Procédure devant la cour :
Par une requête et un mémoire, enregistrés les 26 janvier 2016 et 7 avril 2017, l'association diocésaine de Vannes, représentée par MeB..., demande à la cour :
1°) d'annuler ce jugement du tribunal administratif de Rennes du 27 novembre 2015 ;
2°) d'annuler la délibération du conseil municipal de Ploërmel du 28 mars 2013 ;
3°) de mettre à la charge de la commune de Ploërmel le versement d'une somme de 4 000 euros au titre des dispositions de l'article L. 761-1 du code de justice administrative.
Elle soutient que :
- le jugement est entaché d'irrégularité dès lors que le tribunal administratif ne lui a pas communiqué la note en délibéré produite par la commune de Ploërmel qui contenait manifestement des éléments susceptibles d'exercer une influence sur le sens de l'affaire ;
- la délibération en cause a méconnu :
. l'article L. 300-2 du code de l'urbanisme, le conseil municipal n'ayant pas délibéré sur les objectifs poursuivis par la procédure et les modalités de la concertation n'ayant pas été respectées ;
. l'article R. 123-11 du code de l'environnement, car la publication de l'avis d'enquête dans la revue " Les Infos " ne satisfait pas aux exigences de cet article ;
. les articles L. 2121-10 à L. 2121-31 du code général des collectivités territoriales, s'agissant de la convocation du conseil municipal et des modalités d'information des élus ;
. l'article R. 123-18 du code de l'environnement dès lors que la commission d'enquête a effectué des visites sur place sans respecter la procédure prévue par ces dispositions ;
. l'article R. 123-19 du code de l'environnement, car la commission d'enquête a fait compléter le dossier sans respecter ces dispositions ;
. les articles L. 123-6 et L. 123-9 du code de l'environnement, s'agissant de la communication de la délibération de prescription et du plan local d'urbanisme arrêté aux personnes publiques associées ;
. l'article L. 122-2 du code de l'urbanisme, car le plan local d'urbanisme en litige procède à l'ouverture à l'urbanisation alors que son territoire est couvert par un SCOT et que le préfet n'a pas donné son accord ;
. l'article L. 123-9 du code de l'urbanisme relatif au débat sur le projet d'aménagement et de développement durable ;
. l'article L. 123-10 du code de l'urbanisme car le projet a été affecté postérieurement à l'enquête publique par de nombreuses et importantes modifications ;
- le classement en secteur Ul des terrains de l'association est entaché d'erreur manifeste d'appréciation et porte une atteinte excessive au droit de propriété de la requérante.

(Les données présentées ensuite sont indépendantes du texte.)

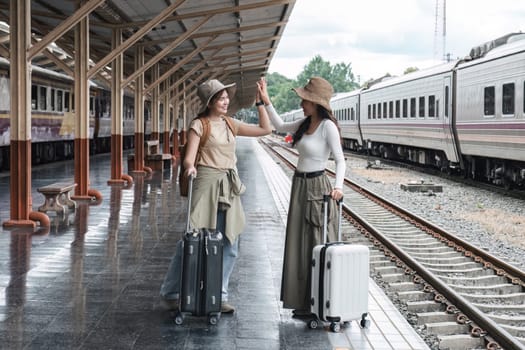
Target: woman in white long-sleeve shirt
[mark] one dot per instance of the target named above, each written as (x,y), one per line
(315,137)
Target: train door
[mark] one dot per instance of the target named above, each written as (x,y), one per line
(448,121)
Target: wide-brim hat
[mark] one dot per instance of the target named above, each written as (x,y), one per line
(208,89)
(318,90)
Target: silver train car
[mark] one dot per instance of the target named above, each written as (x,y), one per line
(466,116)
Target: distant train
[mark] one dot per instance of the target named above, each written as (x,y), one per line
(463,116)
(53,117)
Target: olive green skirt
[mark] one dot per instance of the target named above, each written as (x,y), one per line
(304,230)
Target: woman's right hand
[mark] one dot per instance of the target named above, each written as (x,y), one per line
(263,91)
(191,171)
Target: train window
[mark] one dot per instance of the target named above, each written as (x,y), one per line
(66,101)
(60,100)
(53,99)
(508,99)
(42,98)
(446,101)
(91,105)
(422,106)
(489,99)
(34,97)
(431,106)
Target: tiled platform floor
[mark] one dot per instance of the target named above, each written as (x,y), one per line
(92,282)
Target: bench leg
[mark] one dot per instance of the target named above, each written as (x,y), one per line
(65,199)
(52,204)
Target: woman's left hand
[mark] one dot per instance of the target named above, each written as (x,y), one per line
(337,194)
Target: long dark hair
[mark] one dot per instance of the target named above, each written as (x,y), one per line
(324,114)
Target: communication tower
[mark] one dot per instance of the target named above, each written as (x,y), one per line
(440,30)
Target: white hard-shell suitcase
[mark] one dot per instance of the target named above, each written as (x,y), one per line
(339,291)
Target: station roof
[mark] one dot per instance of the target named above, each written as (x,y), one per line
(230,40)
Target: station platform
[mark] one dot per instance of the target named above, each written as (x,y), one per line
(93,280)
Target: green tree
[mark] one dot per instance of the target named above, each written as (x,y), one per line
(340,75)
(284,99)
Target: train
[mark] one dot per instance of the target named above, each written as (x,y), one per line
(466,116)
(53,116)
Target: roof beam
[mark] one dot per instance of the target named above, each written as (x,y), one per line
(63,27)
(168,49)
(135,37)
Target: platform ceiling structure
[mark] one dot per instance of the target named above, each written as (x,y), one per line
(232,40)
(159,50)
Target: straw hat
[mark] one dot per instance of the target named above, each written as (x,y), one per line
(318,90)
(208,89)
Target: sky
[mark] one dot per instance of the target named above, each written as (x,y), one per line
(387,36)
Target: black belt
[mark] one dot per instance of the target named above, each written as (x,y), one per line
(309,175)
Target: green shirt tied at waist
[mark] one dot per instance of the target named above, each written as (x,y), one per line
(214,188)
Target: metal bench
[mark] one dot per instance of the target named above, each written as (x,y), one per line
(57,196)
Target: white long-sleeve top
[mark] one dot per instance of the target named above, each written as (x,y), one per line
(314,149)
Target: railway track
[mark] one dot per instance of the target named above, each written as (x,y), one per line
(459,294)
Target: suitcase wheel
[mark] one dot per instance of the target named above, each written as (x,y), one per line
(335,327)
(312,324)
(212,320)
(365,323)
(179,319)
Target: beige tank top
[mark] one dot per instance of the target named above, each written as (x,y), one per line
(219,150)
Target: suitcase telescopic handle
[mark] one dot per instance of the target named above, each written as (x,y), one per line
(326,198)
(190,190)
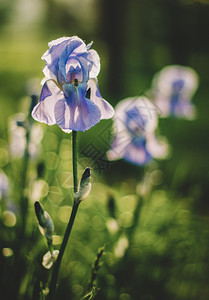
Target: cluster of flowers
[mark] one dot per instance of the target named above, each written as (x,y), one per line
(71,99)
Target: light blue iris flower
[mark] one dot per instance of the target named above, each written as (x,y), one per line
(70,96)
(135,122)
(173,88)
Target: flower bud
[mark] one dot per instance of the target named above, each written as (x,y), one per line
(84,186)
(49,258)
(46,225)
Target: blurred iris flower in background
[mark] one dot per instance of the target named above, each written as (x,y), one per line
(135,122)
(172,90)
(17,137)
(70,96)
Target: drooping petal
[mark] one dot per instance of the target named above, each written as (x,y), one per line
(76,112)
(44,110)
(96,64)
(107,111)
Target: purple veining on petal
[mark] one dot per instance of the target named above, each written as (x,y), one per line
(76,112)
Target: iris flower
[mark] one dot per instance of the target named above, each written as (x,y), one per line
(70,96)
(173,88)
(135,122)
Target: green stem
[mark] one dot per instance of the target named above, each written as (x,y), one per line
(74,154)
(53,282)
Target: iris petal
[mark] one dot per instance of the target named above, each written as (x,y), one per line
(106,109)
(74,44)
(76,112)
(44,110)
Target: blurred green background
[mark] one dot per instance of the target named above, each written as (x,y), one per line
(168,256)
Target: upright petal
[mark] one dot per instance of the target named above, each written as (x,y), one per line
(51,57)
(96,64)
(76,112)
(74,44)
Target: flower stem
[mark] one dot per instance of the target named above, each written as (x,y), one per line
(53,282)
(74,154)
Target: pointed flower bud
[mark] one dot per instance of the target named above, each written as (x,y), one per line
(46,225)
(49,259)
(84,186)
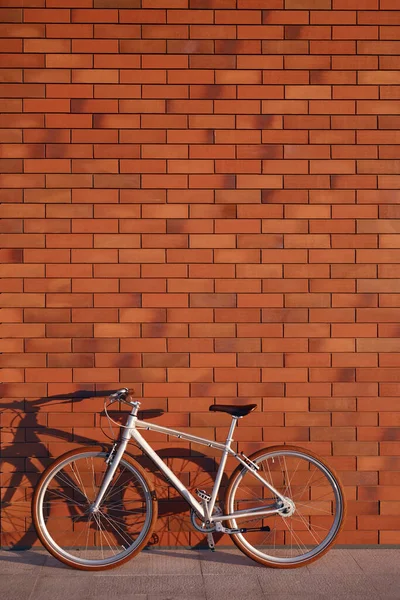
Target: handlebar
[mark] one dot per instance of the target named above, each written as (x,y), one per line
(122,395)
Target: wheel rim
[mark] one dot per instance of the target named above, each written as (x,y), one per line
(93,539)
(317,516)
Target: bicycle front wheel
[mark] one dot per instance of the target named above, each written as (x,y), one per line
(293,539)
(85,539)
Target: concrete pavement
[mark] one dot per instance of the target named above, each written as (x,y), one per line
(179,574)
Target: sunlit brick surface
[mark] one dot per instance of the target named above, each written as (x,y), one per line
(200,201)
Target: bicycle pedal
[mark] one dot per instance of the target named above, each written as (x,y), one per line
(210,542)
(203,495)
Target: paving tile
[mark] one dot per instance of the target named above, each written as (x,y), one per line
(104,588)
(161,562)
(379,561)
(227,561)
(17,588)
(335,561)
(387,586)
(12,561)
(335,586)
(232,587)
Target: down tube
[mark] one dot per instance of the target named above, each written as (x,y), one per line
(167,472)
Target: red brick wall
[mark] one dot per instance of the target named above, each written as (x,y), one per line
(201,201)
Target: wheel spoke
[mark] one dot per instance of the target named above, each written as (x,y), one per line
(292,538)
(69,526)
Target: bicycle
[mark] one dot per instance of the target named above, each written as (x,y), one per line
(95,508)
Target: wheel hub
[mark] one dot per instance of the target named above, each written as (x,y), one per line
(288,508)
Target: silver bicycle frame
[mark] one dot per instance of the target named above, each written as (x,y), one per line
(130,430)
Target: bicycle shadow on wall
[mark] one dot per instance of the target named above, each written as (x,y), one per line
(23,461)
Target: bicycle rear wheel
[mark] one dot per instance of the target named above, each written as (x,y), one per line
(72,532)
(293,539)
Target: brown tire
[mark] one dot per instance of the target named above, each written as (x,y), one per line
(258,555)
(130,465)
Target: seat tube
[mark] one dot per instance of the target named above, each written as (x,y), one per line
(222,464)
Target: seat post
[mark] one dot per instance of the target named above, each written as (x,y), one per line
(229,439)
(222,464)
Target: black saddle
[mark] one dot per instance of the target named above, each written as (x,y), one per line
(233,409)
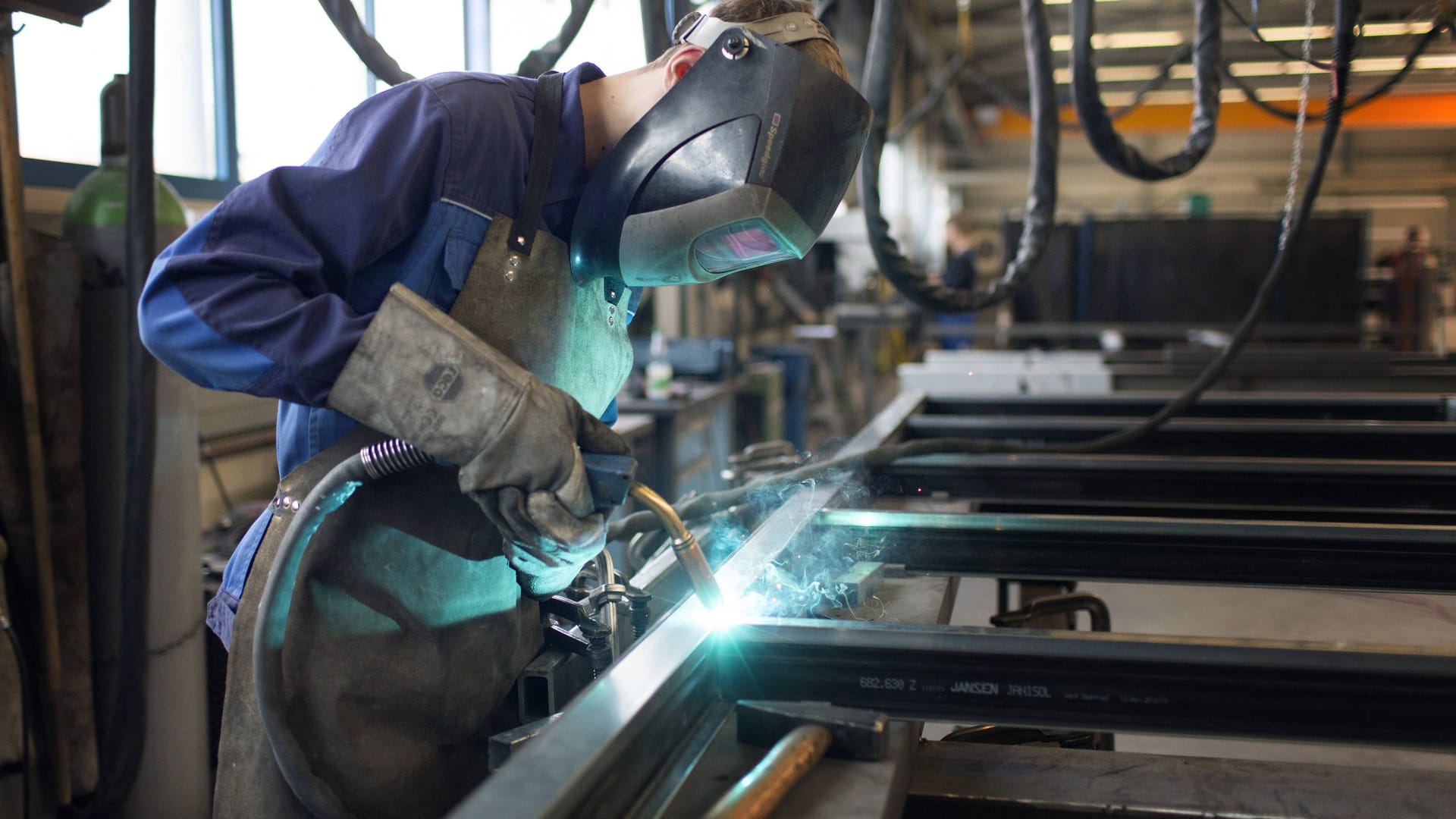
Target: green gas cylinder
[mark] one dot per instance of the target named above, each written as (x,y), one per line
(95,219)
(96,213)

Par un mémoire en défense, enregistré le 6 juillet 2016, la commune de Ploërmel, représentée par MeD..., conclut au rejet de la requête et à ce qu'une somme de 5 000 euros soit mise à la charge de l'association diocésaine de Vannes au titre des dispositions de l'article L. 761-1 du code de justice administrative.
Elle soutient qu'aucun des moyens de la requête n'est fondé.
Vu les autres pièces du dossier.
Vu :
- le code de l'urbanisme ;
- le code de l'environnement ;
- le code de justice administrative.
Les parties ont été régulièrement averties du jour de l'audience.
Ont été entendus au cours de l'audience publique :
- le rapport de M. Francfort, président-assesseur,
- les conclusions de M. Durup de Baleine, rapporteur public,
- et les observations de MeC..., représentant l'association diocésaine de Vannes et de MeA..., représentant la commune de Ploërmel.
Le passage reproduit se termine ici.